Detection, Tuning & Process Improvement Input
- Analyze recurring alerts, false positives, attack patterns, threat intelligence, vulnerabilities, and emerging tactics to identify opportunities to improve detection and response.
- Recommend updates to correlation rules, alert logic, dashboards, use cases, response playbooks, and triage procedures based on investigation outcomes.
- Operationalize threat intelligence in triage and investigation workflows by applying relevant indicators, adversary behaviors, vulnerabilities, and contextual reporting.
- Provide operational requirements and validation feedback to SOC Analyst 3, SOC Threat Hunter, Senior Splunk Engineer, Splunk Architect/Lead, Security Engineer, and SOC Technical Writer as appropriate.
Reporting & Documentation
- Document investigation activities, evidence, decisions, response actions, and outcomes clearly and accurately.
- Prepare incident summaries, ticket updates, timelines, shift handoff notes, and supporting information for after-action documentation.
- Communicate technical findings in clear operational, business, and risk language for SOC leadership and affected stakeholders.

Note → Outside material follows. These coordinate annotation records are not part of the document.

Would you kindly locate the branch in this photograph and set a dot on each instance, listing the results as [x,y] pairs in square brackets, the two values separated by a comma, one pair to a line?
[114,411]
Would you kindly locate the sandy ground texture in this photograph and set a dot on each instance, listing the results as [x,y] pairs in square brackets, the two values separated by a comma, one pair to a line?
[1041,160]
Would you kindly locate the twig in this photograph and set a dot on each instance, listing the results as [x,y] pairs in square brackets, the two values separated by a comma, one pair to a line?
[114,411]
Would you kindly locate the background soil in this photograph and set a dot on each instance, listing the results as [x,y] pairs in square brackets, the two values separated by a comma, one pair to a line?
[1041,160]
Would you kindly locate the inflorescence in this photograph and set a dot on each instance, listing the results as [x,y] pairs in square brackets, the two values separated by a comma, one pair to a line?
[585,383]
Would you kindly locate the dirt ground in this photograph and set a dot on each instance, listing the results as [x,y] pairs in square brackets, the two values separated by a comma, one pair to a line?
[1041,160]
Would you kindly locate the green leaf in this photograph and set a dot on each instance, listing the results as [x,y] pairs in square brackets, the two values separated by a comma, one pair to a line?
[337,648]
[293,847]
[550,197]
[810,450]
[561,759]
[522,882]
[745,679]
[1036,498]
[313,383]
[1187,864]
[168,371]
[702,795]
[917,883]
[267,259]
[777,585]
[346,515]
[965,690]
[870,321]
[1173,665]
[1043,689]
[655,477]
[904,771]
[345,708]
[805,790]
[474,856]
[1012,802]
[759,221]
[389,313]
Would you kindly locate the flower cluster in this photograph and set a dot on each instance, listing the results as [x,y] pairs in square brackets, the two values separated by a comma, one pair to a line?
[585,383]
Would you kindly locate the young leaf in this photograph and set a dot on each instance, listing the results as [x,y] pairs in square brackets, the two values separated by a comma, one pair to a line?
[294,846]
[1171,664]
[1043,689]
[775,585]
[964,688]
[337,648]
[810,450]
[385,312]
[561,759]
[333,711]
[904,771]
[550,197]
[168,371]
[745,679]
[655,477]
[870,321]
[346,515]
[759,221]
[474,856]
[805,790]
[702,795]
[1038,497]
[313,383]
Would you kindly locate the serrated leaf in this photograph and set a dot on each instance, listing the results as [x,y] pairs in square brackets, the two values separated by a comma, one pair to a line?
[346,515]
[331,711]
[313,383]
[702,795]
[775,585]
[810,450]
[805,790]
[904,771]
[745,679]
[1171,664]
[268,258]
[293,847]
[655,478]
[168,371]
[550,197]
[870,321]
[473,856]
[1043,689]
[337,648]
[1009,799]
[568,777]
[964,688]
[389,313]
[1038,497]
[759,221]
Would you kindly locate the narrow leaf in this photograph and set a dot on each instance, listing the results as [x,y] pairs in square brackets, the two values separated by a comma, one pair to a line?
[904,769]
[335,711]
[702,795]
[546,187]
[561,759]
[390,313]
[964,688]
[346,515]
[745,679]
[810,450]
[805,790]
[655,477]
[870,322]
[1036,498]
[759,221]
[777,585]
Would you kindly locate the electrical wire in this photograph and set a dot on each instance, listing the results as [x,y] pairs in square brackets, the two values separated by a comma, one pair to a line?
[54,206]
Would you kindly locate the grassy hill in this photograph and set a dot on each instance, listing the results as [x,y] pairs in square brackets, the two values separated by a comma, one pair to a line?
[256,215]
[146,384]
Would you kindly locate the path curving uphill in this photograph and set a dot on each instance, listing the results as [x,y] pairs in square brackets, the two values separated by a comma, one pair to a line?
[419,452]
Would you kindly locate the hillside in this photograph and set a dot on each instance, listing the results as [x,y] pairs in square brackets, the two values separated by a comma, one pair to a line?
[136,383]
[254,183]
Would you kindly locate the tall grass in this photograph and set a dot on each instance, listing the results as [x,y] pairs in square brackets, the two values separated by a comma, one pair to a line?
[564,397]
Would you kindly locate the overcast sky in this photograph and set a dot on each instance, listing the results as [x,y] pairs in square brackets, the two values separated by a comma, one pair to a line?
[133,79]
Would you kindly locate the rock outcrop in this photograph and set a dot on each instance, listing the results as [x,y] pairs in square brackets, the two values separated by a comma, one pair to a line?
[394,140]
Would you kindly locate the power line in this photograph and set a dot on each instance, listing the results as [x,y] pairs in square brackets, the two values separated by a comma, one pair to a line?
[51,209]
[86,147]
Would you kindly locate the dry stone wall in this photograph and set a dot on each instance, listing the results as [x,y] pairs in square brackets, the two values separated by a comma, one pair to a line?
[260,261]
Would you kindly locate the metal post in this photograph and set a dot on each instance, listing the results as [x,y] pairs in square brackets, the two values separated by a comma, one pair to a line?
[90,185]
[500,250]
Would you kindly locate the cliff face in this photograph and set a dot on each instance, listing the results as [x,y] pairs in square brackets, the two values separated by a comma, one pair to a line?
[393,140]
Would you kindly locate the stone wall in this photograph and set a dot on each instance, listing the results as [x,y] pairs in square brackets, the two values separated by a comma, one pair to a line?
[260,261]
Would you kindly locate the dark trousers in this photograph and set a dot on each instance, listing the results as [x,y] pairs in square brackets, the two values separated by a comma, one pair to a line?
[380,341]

- Provide evidence summaries and analysis notes that can be used by Forensics or specialized teams when deeper analysis is required.
Mentorship & Continuous Improvement
- Provide escalation guidance, quality feedback, and informal mentoring to SOC Analyst 1 personnel.
- Participate in lessons-learned activities, tabletop exercises, detection reviews, and SOC process improvement efforts.
- Stay current with evolving cyber threats, vulnerabilities, detection techniques, and security operations best practices.
- Contribute to continuous improvement of SOC workflows, investigation checklists, documentation practices, and escalation procedures.
- U.S. Citizenship with ability to obtain and maintain a DOE "L" clearance after start.
- 3-5 years of experience in SOC operations, incident response, security monitoring, threat monitoring, or related technical cybersecurity roles.
- Experience triaging escalated alerts and investigating security events using SIEM, EDR, ticketing, case management, and log analysis tools.
- Intermediate knowledge of Windows, Linux, networking, cloud, identity, endpoint, and application security concepts.
- Working knowledge of common attack techniques, incident response lifecycle activities, escalation procedures, playbooks, and evidence-handling practices.
- Ability to correlate evidence across multiple tools, develop incident timelines, and determine recommended response actions.
- Strong analytical, written documentation, communication, and collaboration skills, including the ability to guide SOC Analyst 1 personnel.